The measure, among other things, would impose a new income tax on the wealthiest Americans and mandate all Americans get health insurance. Pelosi and Rep. Henry Waxman (D-Calif.), who is responsible for health care reform in the House Energy and Commerce Committee, stood under a banner today that read "Quality affordable health care for the middle class," while promising the bill would pass before Congress breaks for its August recess, the Associated Press reported.
The House Ways and Means Committee, one of three committees that will review the bill, is expected to vote on it as early as this week. The swift movement on the legislation, however, does not mean the debate over reform is over. The House bill embraces some of the most controversial reform proposals on the table.
The legislation comes at a price of $1 trillion over 10 years, the New York Times reported
, which legislators aim to pay for in part by raising taxes by 5.4 percent on taxpayers making more than $1 million a year. The plan would also seek out revenues from anticipated cuts in Medicare and Medicaid spending.

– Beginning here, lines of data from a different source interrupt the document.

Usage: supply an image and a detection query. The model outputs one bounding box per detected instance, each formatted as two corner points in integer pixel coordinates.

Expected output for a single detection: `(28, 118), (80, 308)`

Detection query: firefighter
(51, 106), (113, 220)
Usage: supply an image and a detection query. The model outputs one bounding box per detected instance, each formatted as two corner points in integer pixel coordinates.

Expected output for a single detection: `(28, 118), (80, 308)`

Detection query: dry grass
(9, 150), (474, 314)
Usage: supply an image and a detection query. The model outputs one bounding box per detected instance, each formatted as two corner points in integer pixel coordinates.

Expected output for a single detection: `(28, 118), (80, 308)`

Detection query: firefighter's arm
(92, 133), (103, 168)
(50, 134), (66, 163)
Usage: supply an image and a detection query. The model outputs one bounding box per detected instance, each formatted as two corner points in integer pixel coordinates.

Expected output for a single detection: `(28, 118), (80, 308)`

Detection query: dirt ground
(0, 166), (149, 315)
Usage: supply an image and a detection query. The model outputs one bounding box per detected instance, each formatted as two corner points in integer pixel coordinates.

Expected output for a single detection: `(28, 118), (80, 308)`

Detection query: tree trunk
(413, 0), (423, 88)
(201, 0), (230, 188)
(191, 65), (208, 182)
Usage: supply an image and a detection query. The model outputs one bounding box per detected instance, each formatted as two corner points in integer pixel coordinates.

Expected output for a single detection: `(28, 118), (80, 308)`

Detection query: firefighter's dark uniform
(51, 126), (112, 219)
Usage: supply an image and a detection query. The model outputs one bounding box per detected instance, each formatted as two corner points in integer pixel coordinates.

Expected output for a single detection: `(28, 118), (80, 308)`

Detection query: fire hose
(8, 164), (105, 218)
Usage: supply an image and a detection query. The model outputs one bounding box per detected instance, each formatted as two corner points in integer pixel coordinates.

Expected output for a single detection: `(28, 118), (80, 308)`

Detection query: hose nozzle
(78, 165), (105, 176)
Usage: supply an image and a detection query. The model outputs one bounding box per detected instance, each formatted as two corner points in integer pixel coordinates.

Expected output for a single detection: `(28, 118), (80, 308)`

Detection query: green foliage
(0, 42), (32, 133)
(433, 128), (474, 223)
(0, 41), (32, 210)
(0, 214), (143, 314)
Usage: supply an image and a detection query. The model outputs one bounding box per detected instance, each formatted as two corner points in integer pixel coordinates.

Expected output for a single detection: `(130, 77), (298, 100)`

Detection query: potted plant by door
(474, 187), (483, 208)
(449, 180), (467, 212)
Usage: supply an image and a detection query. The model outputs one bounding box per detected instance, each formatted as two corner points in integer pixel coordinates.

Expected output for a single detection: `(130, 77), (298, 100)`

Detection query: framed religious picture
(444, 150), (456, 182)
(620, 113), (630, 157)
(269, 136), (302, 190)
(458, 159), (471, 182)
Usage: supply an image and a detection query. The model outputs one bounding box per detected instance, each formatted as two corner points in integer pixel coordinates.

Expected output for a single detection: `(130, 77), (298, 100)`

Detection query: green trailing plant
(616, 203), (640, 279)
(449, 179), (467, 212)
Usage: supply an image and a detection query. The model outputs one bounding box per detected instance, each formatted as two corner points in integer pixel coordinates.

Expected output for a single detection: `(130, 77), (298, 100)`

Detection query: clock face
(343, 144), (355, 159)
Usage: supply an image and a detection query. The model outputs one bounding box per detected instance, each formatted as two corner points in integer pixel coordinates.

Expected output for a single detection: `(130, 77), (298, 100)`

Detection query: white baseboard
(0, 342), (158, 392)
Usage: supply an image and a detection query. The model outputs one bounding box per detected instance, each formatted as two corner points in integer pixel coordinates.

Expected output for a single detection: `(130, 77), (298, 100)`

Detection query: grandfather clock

The bill would create a government-run health insurance option, or "public plan," a key part of reform for most liberals. It would also prohibit insurers from raising rates or denying coverage to people because of pre-existing conditions.
It also includes a mandate for both individuals and businesses. If individuals do not acquire health insurance, they would face a penalty of 2.5 percent of their income, the AP reported, though the penalty would not exceed the average cost of health insurance. Meanwhile, employers would have to offer workers insurance or pay a fee of 8 percent of a worker's wages. Small businesses would be exempt.
The bill comes one day after President Obama met with Democratic leaders
in charge of the reform efforts to urge them to pass legislation in both the House and the Senate before the August recess. Leaders at the meeting discussed the House income tax proposal -- which the Senate is unlikely to consider, Sen. Max Baucus (D-Mont.) said, according to
the New York Times.
Mr. Obama in a statement today praised the House for its "unprecedented cooperation to produce a health care reform proposal that will lower costs, provide better care for patients and ensure fair treatment of consumers by the insurance industry."
"I look forward to continuing to work with all House members in ensuring this legislation helps all Americans and plays an essential role in reducing deficits and bringing fiscal sustainability to our nation," Mr. Obama said.